Do you know what inherently means? It means that something exists as “a permanent, essential, or characteristic attribute.”
People have to come to believe that they deserve privileges and special treatment from others, from society, and from institutions, BECAUSE of a permanent attribute within themselves.
They feel they are entitled to a life of ease and without suffering.
Expectation is the STRONG belief that something WILL happen.
Just the fact that people have so much expectation demonstrates just how easy we’ve got it, and yet, people complain even more.
For example, try to imagine what the average person received from a king during the Middle Ages. Do you think they expected anything more than oppression, taxation, or the confiscation of their property?

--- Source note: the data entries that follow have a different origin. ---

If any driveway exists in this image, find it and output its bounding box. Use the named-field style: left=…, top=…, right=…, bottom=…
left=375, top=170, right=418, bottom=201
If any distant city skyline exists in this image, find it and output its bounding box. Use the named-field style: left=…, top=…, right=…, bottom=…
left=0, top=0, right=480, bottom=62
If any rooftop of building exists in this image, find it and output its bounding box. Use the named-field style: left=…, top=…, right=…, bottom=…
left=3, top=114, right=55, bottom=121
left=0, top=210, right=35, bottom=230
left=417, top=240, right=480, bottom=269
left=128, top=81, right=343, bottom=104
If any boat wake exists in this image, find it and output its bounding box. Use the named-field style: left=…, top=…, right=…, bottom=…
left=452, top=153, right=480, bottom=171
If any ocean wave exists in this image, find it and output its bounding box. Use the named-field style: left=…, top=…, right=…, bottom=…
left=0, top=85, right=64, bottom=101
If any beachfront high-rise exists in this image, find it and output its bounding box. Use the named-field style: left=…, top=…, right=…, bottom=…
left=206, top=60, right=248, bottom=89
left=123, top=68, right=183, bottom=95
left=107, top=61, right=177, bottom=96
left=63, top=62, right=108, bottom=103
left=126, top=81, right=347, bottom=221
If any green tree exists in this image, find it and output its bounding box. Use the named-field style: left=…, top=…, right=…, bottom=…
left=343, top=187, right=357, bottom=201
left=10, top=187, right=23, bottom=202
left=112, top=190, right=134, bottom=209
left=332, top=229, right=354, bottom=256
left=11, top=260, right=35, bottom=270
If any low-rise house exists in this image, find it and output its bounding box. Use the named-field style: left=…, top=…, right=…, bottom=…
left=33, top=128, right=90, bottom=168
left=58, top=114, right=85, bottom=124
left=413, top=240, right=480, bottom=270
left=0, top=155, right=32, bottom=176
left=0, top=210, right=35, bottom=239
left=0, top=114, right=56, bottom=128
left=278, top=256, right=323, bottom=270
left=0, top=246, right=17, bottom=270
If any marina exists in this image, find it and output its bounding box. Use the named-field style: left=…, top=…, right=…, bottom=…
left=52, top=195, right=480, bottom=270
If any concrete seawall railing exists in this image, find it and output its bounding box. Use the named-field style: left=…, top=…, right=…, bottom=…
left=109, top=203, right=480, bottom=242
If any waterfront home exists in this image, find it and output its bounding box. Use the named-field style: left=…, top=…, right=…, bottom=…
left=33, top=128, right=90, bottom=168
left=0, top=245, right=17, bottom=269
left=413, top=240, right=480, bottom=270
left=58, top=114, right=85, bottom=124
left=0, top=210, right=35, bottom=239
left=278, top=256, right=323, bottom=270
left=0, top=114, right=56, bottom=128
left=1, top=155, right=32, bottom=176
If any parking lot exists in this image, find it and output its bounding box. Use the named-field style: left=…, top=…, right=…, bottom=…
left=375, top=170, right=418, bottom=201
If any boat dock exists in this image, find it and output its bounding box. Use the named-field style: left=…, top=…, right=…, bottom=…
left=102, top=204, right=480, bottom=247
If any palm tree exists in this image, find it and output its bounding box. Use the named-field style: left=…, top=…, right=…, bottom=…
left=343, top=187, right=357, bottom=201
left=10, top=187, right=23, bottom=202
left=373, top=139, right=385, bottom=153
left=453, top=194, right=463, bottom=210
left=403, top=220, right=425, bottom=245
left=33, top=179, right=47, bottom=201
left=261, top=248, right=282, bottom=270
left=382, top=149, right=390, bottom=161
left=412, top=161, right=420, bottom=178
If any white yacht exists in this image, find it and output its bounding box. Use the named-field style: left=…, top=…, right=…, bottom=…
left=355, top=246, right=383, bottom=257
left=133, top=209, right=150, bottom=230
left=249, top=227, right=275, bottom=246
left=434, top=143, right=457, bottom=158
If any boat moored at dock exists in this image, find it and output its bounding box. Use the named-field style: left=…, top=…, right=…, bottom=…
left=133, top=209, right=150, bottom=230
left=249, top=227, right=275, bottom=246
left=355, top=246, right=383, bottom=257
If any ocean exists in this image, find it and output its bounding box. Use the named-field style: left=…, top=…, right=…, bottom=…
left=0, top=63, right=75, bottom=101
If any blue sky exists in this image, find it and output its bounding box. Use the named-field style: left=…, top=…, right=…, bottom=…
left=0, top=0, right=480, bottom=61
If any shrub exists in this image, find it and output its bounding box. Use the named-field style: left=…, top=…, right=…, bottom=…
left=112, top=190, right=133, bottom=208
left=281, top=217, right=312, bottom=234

Therefore, the fact that we complain as much as we do is the only proof you need that we have it better than any generation or society ever has. Our abundance and luxury has taught us to expect more rather than induce greater thankfulness.
We express more dissatisfaction than we do gratefulness. We’re a nation of brats.
Does that mean we should live without any expectations?
Your expectations should be directed at yourself and not your environment.
Your environment should receive gratitude. Why? Because you’re sustained by it, yet you had nothing to do with it.
But what if your circumstances are bad? Doesn’t matter. Be grateful there are resources you can use to get out of where you are. Your expectations must be focused on you.
The challenge with placing expectations only on yourself is that you can easily let yourself down. So long as you remember that you’re in a process—and no one is perfect—you can continue to move forward.